The Pearl of the Eastern Seas is the scene of a new standoff between part of the episcopate and the head of state, Rodrigo Duterte. The controversy is growing on Boracay, a small island paradise located three hundred kilometers south of Manila. In question is the installation of casinos to replenish the funds of the archipelago.
The sea is a turquoise blue as far as the eye can see. It is a dream setting which 33,000 residents enjoy, but who nevertheless have to share the view with nearly two million tourists each year. Suffice to say that the Filipinos vacationing in Boracay represent a real financial windfall for the state.
So, in August 2021, the government led by Rodrigo Duterte decided to lift the moratorium, in force until then, on the installation of casinos on resort islands. The Covid-19 pandemic has passed through there and state coffers are empty.
This was without counting the reply of several bishops of the Boracay region, determined not to allow the morals of their flock to be corrupted in a country where Catholicism is professed by more than 80% of the total population.
On October 4, the ordinaries of Jaro, San Jose de Antique, and Bacolod co-signed a strongly worded statement seeking to dissuade the authorities from carrying out their project.
For them, there is no doubt that the casinos - in Boracay as elsewhere - threaten the family values and the simple way of life of the Catholics of the region: “Is it necessary to know how many people and families have been destroyed in cause of the game? All of this will pave the way for destructive lifestyles and habits,” they warn.
The signatories also warn about the consequences inherent in gambling: “Gambling statistics further show that families in which at least one parent gambles compulsively are more likely to experience domestic violence, including child abuse.”
“Over 80 percent of problem gamblers were at risk of alcohol or drug use/dependency and half of compulsive gamblers commit crimes.”

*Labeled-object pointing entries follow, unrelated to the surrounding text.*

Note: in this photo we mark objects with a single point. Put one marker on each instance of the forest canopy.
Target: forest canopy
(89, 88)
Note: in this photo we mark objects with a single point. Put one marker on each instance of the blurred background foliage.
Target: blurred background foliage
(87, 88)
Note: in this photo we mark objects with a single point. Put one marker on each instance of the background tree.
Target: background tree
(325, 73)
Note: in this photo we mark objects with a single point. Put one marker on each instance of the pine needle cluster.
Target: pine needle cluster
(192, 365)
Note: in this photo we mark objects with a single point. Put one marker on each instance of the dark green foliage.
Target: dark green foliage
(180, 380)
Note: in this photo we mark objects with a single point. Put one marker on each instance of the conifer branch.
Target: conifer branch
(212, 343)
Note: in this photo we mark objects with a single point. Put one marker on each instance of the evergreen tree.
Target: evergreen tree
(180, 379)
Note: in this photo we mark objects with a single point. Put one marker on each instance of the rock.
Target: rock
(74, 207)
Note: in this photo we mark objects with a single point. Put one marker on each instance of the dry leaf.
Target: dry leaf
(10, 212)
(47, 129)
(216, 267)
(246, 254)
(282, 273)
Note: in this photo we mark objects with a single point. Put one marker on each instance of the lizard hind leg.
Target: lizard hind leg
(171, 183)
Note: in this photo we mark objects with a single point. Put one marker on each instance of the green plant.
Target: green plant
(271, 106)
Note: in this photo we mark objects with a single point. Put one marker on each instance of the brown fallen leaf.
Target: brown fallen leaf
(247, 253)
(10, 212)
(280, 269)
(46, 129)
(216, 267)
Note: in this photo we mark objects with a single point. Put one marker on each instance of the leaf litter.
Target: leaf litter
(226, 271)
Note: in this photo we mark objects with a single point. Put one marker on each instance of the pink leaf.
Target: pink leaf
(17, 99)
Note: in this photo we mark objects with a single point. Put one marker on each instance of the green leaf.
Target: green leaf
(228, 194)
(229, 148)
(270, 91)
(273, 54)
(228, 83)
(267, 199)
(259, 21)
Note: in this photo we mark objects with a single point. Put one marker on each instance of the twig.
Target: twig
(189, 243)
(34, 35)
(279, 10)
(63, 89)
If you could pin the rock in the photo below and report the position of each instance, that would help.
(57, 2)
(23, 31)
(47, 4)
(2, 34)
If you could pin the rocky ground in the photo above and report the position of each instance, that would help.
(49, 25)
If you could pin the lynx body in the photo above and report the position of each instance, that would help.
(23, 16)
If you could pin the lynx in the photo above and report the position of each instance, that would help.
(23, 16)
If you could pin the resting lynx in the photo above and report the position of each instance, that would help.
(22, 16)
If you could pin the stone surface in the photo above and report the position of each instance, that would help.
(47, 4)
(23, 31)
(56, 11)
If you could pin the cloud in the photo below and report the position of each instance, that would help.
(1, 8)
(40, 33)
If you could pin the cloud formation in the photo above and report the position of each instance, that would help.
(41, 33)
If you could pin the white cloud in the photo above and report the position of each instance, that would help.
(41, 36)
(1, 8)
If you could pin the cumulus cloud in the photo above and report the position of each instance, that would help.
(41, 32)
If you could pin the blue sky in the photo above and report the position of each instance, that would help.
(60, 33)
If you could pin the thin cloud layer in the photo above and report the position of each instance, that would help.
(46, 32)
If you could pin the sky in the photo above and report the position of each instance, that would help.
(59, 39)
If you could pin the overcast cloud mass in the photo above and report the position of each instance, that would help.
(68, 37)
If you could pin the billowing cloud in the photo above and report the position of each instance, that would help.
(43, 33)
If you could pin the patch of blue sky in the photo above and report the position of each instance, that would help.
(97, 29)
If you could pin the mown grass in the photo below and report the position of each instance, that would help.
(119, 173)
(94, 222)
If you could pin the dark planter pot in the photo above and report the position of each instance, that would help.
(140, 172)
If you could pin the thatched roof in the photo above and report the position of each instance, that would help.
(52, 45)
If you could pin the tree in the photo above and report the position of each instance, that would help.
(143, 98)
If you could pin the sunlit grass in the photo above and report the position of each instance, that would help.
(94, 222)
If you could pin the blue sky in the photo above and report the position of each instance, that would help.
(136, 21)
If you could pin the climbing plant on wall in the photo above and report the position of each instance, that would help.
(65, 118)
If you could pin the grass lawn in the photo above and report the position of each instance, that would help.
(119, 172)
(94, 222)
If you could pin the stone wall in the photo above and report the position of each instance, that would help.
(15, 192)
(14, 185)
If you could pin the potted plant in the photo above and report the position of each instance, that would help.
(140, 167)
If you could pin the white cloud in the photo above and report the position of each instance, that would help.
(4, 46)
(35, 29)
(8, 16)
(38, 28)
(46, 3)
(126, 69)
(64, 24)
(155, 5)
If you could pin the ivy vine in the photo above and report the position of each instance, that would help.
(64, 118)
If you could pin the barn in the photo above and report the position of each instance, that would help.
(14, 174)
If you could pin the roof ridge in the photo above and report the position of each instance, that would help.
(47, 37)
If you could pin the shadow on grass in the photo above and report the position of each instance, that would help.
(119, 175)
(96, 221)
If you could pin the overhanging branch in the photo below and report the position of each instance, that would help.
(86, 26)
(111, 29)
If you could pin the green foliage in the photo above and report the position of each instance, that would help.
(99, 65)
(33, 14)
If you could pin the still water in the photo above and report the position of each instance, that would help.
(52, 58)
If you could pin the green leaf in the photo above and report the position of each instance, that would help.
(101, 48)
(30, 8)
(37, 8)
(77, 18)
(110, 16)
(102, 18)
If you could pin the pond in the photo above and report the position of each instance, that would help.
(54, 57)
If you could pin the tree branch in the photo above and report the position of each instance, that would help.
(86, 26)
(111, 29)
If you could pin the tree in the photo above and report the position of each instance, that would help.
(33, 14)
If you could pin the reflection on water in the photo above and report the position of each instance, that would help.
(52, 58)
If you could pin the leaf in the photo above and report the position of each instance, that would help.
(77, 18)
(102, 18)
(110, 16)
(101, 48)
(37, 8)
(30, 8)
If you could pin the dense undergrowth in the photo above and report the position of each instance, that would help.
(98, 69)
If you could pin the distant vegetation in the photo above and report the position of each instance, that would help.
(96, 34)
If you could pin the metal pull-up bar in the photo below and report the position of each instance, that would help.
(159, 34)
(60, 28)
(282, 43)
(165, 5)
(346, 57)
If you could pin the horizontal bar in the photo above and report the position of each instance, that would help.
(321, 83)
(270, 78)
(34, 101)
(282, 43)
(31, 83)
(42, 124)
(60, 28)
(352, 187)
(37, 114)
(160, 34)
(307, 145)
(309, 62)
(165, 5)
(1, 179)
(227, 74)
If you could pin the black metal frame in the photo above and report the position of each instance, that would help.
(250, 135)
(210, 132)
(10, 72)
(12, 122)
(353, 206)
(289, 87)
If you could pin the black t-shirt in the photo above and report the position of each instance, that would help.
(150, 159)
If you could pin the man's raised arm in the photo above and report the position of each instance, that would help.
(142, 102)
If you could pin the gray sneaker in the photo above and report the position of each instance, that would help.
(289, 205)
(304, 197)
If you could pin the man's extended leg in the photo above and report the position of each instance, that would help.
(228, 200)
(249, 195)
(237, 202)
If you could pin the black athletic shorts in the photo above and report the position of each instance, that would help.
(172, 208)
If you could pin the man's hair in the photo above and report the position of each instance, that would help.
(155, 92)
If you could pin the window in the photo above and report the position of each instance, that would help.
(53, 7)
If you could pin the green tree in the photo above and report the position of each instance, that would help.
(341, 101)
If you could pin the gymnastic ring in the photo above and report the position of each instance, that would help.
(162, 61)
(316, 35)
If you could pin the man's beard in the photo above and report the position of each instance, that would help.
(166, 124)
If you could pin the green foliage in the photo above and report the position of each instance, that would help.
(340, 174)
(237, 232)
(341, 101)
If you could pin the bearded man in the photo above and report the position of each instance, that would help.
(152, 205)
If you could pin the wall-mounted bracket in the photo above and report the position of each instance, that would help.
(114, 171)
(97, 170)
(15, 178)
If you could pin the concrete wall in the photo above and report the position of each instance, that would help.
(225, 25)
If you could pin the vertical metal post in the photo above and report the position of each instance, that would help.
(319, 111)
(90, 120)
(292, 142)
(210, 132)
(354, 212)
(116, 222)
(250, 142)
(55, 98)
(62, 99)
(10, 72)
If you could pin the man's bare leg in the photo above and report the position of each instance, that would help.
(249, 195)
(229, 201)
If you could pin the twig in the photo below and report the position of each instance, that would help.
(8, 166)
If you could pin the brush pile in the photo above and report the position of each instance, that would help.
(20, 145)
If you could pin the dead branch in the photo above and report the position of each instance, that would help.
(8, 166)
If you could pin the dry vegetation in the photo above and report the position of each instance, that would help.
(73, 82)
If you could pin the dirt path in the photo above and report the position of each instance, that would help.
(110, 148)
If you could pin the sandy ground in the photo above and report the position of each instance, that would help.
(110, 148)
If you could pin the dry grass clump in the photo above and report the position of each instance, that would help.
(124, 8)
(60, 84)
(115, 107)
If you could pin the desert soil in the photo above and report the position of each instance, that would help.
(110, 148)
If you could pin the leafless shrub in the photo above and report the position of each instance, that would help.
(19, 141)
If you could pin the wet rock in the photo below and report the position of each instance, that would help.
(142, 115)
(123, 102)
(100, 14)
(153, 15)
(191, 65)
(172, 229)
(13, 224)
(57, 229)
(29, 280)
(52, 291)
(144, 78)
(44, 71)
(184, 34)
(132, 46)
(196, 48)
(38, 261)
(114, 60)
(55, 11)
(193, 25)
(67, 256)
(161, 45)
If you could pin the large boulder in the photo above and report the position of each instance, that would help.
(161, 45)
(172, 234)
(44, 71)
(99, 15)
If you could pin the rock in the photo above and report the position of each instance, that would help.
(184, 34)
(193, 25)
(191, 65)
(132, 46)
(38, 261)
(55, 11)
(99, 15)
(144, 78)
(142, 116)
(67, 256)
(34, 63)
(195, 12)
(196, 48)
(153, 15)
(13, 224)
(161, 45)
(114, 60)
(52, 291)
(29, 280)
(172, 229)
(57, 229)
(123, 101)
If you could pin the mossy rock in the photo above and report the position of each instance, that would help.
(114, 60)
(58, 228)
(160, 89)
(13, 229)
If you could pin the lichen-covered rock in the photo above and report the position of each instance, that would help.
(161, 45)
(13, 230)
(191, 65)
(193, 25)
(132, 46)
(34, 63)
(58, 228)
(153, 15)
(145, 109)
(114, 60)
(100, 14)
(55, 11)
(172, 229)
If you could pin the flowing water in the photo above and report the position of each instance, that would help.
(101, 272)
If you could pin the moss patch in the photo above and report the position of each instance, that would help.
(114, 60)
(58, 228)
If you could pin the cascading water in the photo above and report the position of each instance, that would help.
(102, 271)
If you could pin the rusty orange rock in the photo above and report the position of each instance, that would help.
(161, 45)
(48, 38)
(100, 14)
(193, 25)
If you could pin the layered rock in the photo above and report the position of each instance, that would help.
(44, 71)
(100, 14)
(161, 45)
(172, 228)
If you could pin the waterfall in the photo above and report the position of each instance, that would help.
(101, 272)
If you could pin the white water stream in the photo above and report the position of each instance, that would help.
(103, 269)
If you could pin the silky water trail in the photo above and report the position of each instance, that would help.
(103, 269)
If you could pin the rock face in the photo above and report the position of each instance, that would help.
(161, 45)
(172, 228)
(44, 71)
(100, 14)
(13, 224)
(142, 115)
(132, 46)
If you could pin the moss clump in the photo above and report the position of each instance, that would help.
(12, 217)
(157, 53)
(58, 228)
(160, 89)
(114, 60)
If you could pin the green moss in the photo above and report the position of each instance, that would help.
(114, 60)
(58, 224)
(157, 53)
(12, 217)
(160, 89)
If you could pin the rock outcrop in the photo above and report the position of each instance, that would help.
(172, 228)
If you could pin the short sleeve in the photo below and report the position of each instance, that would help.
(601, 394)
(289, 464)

Filipino bishops “also urged Catholics not to be blinded by the tax revenues the government might generate through the casinos” but to keep in mind the importance of values and family life: “the harm and risk factors far outweigh the expected benefits,” they say.
“As a church, we are not against development, but it should be a development that is both sustainable and integral, a development that is authentically just and for the common good,” they say at the conclusion of their open letter.
An op-ed was published as the election season kicked off on October 1 in the Philippines, with several thousand candidates running for office ranging from president to city counsel.
Philippine President Rodrigo Duterte, who has not spared his criticism of the Philippine episcopate since the start of his presidency, then announced his imminent withdrawal from political life, leaving the way open to his daughter to eventually succeed him at the head of the country. He could not be re-elected anyway, since the country's constitution prohibits serving more than one term.